‘Communist Bill in Reichstag Demands Full Protection for Working Class Women’ by Lene Overlach from working Woman. Vol. 2 No. 12. December, 1931.

Down with the Abortion Paragrah!

Helene Overlach explains a women’s rights bill she was championing. A leader of the Roter Frauen und Mädchenbund, the women’s Red Front Fighters, and a Communist member of the Reichstag from Dusseldorf and chair the Party’s Women’s Committee, she was among the most prominent of Communist women in Europe.

‘Communist Bill in Reichstag Demands Full Protection for Working Class Women’ by Lene Overlach from working Woman. Vol. 2 No. 12. December, 1931.

Equal Pay for Equal Work Chief Demand For the Women in the Industries

The Communist Reichstag fraction has brought in a bill for the protection of working women. The complete economic, social, cultural and political equality of women is demanded as a matter of principle.

For the working women the old trade union demand for equal pay for equal work is of chief importance. The social-fascist trade unions have long since dropped this demand, so that, for instance, the employers in the Lower Rhine district are attempting to put through the following wage cuts: for the men five per cent, for the women twenty-five per cent, and for young workers thirty-five per cent. As a matter of fact, in the past year, which was marked by a tremendously intensified employers’ offensive, the disparity between the men’s and women’s wages has considerably increased.

In face of the fact that the married working women, clerks and officials, with the approval of the trade union bureaucracy, are the first to be thrown on the street by the employers and authorities, the motion demands complete equality for the working women in all professions.

The main demand for unemployed women is that they be given the legal right to full unemployment benefit without being submitted to any mean test and without regard to the income of other members of the family who are legally compelled to support them.

Today, as a result of the emergency orders, the benefits payable to women are greatly reduced or she is deprived of benefit altogether if the husband is working or in receipt of unemployment benefit.

Maternity Insurance Demands

As in former motions tabled by the Communists, there is demanded that women shall be allowed a leave of absence with full pay 8 weeks before and 8 weeks after confinement.

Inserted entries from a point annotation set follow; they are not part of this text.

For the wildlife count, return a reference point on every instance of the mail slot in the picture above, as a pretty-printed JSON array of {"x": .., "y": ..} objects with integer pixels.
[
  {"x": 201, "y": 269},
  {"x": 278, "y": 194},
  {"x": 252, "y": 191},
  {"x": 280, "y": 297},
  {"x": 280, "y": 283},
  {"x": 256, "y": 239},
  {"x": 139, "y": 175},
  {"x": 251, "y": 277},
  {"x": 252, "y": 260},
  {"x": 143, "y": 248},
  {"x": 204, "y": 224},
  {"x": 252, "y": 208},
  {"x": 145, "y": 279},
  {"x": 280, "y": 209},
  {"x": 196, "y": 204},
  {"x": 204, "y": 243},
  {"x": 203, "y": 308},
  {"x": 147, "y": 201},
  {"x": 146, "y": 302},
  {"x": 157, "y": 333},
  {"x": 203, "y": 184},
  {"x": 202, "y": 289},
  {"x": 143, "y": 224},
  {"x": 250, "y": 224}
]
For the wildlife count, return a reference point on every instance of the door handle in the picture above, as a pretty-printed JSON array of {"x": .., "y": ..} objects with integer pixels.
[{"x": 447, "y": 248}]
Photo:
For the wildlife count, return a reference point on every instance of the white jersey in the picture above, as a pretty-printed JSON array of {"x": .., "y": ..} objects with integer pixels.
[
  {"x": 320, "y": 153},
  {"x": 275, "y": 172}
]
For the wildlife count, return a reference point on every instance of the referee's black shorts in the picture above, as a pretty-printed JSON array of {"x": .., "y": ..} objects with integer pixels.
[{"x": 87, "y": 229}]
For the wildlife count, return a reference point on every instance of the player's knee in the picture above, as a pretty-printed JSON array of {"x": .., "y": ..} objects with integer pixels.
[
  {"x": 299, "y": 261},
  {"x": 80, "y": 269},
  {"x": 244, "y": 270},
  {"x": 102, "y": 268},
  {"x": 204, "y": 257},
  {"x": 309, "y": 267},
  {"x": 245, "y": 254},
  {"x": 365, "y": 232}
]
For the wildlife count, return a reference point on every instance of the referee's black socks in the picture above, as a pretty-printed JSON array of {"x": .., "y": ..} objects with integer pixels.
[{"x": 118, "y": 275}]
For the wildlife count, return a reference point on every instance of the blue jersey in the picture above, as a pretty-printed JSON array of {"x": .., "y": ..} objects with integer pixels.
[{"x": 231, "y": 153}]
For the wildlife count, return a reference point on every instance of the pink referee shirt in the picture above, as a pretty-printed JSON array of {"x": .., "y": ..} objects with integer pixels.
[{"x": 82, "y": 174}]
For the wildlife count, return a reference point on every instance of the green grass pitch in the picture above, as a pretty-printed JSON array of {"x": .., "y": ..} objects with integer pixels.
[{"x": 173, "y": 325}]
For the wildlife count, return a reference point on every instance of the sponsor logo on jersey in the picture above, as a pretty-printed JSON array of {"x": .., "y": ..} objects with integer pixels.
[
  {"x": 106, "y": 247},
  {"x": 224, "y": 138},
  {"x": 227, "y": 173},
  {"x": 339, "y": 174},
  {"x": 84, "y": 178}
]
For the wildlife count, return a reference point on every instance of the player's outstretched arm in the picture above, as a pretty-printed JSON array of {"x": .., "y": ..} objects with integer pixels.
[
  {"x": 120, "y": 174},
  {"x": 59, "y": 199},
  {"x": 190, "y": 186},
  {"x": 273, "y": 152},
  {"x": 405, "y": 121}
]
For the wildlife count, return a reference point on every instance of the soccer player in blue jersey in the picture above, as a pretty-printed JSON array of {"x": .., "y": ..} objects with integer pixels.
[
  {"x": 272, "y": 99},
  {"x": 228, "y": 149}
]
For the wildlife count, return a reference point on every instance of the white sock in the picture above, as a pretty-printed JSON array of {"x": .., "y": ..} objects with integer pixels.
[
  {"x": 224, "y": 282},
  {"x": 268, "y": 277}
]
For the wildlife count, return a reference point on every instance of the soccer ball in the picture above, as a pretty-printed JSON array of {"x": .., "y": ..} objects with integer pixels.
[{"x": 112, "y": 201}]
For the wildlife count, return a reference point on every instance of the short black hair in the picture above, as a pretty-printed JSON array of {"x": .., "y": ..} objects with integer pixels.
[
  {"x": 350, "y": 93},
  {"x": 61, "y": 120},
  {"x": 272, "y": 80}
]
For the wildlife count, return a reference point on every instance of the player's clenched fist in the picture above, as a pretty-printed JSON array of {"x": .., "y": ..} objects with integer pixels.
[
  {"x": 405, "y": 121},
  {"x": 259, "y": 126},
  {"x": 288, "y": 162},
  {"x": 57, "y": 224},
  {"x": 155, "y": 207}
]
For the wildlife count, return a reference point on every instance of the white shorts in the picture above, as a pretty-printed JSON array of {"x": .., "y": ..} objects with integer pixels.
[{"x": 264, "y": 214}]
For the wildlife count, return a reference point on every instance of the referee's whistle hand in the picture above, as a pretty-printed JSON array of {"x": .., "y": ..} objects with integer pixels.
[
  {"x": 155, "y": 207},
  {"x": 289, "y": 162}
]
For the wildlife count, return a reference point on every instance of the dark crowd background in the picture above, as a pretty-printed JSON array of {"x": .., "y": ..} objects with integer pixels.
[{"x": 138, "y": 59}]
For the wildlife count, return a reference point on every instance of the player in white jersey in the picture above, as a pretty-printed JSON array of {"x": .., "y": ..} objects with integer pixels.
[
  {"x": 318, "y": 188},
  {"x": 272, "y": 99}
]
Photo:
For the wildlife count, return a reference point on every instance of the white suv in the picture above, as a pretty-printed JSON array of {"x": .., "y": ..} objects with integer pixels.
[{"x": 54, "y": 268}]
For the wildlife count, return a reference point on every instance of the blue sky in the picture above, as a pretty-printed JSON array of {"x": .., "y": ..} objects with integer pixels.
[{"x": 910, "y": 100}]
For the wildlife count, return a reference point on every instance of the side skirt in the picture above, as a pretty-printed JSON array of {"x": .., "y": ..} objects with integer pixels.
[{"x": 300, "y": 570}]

Further, it shall be forbidden to discharge pregnant women until twelve months after their confinement. Nursing mothers shall be allowed a break twice during the working hours to suckle their children, without any deduction from their pay.

The following maternity benefits are demanded: medical assistance at confinement and a maternity bonus of one hundred and fifty marks. Suckling mothers to be paid an allowance amounting to half of the sick benefit for the period of at least nine months. The unemployed pregnant woman, in addition to full unemployment benefit, shall receive an allowance of ten marks a week. This demand also applies to the pregnant wife of the unemployed worker.

Free maternity homes and clinic creches, kindergartens, etc., are indispensable demands for the working women.

Demand Repeal of Par. 218

Of special importance is the demand for the repeal of anti-abortion paragraph 218, especially in view of the fact that at present, as a result of the fascist policy in Germany, a tremendous number of women and doctors are being prosecuted for violating this paragraph. An immediate amnesty for all persons who have been sentenced under the anti-abortion law is demanded.

The demand for complete legal equality of women is concretely expressed in the proposed marriage law. On entering into marriage the woman shall retain her independent right of decision in legal and personal questions. She will have the same parental authority over the children as the man. She shall be free to maintain her maiden name if she so wishes. Today, according to the marriage law of the German Republic, the man is even free to beat his wife.

Finally, there is demanded the abolition of all differential treatment of the unmarried mother, and the complete equality of the illegitimate child with the child born in wedlock.

The Communist Party of Germany is mobilizing all sections of the women for these important fundamental demands. These demands are the basis for the fights of the women for complete equality and emancipation. They are to be made the object of mass actions. These demands will be propagated at the Congresses of working women, in the preparations for the 3rd National Congress of Women and International Women’s Day on the 8th of March.

The Working Woman, ‘A Paper for Working Women, Farm Women, and Working-Class Housewives,’ was first published monthly by the Communist Party USA Central Committee Women’s Department from 1929 to 1935, continuing until 1937. It was the first official English-language paper of a Socialist or Communist Party specifically for women (there had been many independent such papers). At first a newspaper and very much an exponent of ‘Third Period’ politics, it played particular attention to Black women, long invisible in the left press. In addition, the magazine covered home-life, women’s health and women’s history, trade union and unemployment struggles, Party activities, as well poems and short stories. The newspaper became a magazine in 1933, and in late 1935 it was folded into The Woman Today which sought to compete with bourgeois women’s magazines in the Popular Front era. The Woman today published until 1937. During its run editors included Isobel Walker Soule, Elinor Curtis, and Margaret Cowl among others.